Août, YEEZY (but not Ye) Day

Le jour de l'ouverture du YEEZY Day, event célébrant la gamme pour lequel de multiples restocks sont programmés, Kanye prend de nouveau la parole pour critiquer son partenaire, arguant que cette opération a été organisée sans son accord et que les réassorts n'ont pas été soumis à son approbation. Il réitère à cette occasion ses accusations de plagiat - "ils volent mes coloris, ils volent mes designs" -, évoque aussi des décisions réalisées sans concertation et même des mensonges de dirigeants...

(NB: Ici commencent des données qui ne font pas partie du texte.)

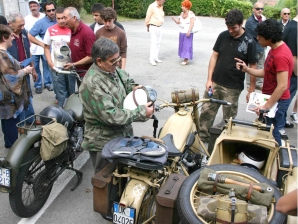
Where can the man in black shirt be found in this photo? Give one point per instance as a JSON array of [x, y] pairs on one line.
[[225, 80]]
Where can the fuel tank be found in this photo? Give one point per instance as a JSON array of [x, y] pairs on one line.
[[179, 125]]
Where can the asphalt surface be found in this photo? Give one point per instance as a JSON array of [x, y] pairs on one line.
[[68, 207]]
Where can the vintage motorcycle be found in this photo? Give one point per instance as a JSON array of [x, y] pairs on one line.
[[24, 174], [246, 152], [143, 180]]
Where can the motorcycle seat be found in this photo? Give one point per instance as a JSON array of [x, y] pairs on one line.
[[172, 150]]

Septembre, GAP à son tour dans le viseur

Après adidas, Kanye s'en prend à GAP ! Le 1er septembre, Ye clame que la marque a copié les designs de la collection YEEZY GAP ENGINEERED BY BALENCIAGA. Il ajoute ne pas avoir apprécié son éviction d'une réunion, l'annulation d'une séance photo avec ses enfants au Japon ou encore certains mouvements stratégiques. Le créateur fixe un ultimatum - "vous devez vraiment me donner la position de Ye et faire ce que je pense ou je vais devoir faire ce que je pense ailleurs" - et sur cette base, ouvre la voie au développement de sa marque en indépendant. Il fait ainsi part de sa volonté d'ouvrir des magasins YEEZY dans le monde entier, projet qui était d'après lui stipulé "contractuellement" dans ses partenariats avec GAP et adidas, "ce qu'aucune des deux sociétés n'a fait, même si je les ai sauvées toutes les deux". Les menaces prennent forme...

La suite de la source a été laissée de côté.